ADNOC LNG has concluded supply agreements with subsidiaries of BP and TOTAL, effectively booking out the majority of its LNG production through Q1 2022. With the transactions, ADNOC LNG has continued to expand its footprint into new regions and markets.
The agreements were signed by officials from BP, TOTAL and ADNOG LNG, an Abu Dhabi National Oil Company (ADNOC) operating company. The signing of the agreements was witnessed by His Excellency Dr Sultan Ahmed Al Jaber, UAE Minister of State and ADNOC Group CEO; Bob Dudley, Group CEO of BP and Patrick Pouyanné, Chairman and CEO of Total.
'With these new supply agreements, ADNOC LNG has shown that it can react quickly and decisively to changing market conditions while ensuring the security and quality of delivery,' said ADNOC LNG CEO, Fatema Al Nuaimi. 'With the support of our shareholders, we have maximized access to new markets with strong LNG growth potential.'
'We have also successfully demonstrated our ability to shift from one customer to multiple customers while maintaining our plant’s high reliability and accepting ships from different customers at our jetty. We continue to deliver on time, with the right specification, quality and agreed amounts.'
Today’s agreements are milestones in ADNOC LNG’s successful transition to a multi-customer marketing strategy that began just eight months ago in April 2019. Since then, ADNOC has shifted from supplying 90% of its LNG molecules to a single utility customer in Japan, which remains an important customer for ADNOC LNG, to supplying 90% of its LNG molecules to a range of clients and receiving terminals in more than eight countries across southern and southeast Asia including India, China, South Korea and Taiwan.

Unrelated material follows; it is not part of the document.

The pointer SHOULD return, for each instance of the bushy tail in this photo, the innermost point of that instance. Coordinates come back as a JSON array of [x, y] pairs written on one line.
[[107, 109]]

'BP is delighted to have concluded this LNG supply agreement', said Robert Lawson, COO Gas, Integrated Supply and Trading, BP. 'ADNOC LNG is a longstanding supplier to BP’s integrated supply and trading business. We are very pleased to have secured this new multi-year supply agreement.'
'The 2 year LNG Supply Agreement contributes to the growth and flexibility of Total’s LNG portfolio and strengthens our longstanding relationship with ADNOC LNG', said Laurent Chevalier, Vice President Middle East, Gas, Renewables & Power, Total.
According to industry analysts, LNG is the fastest-growing hydrocarbon with a growth rate close to 4 per cent per annum. Global LNG demand is expected to exceed 600 million tons per annum by 2035, up from nearly 300 million tons per annum in 2017.
ADNOC LNG produces about 6 million tons per annum (MMTPA) of LNG from its facilities on Das Island off the coast of Abu Dhabi and is one of the world’s most reliable producers of the supercooled, liquified gas.
ADNOC was the first LNG exporter in the Middle East and has been a reliable supplier of gas to global markets for over 40 years. Abu Dhabi’s strategic geographical location gives ADNOC advantaged access to growth markets in the Middle East and Asia, which are expected to drive significant gas demand in the near and long-term future.
ADNOC LNG is majority owned by ADNOC, which has a 70% share of the company. Additional shareholders are Mitsui & Co (15%), BP (10%), and TOTAL (5%).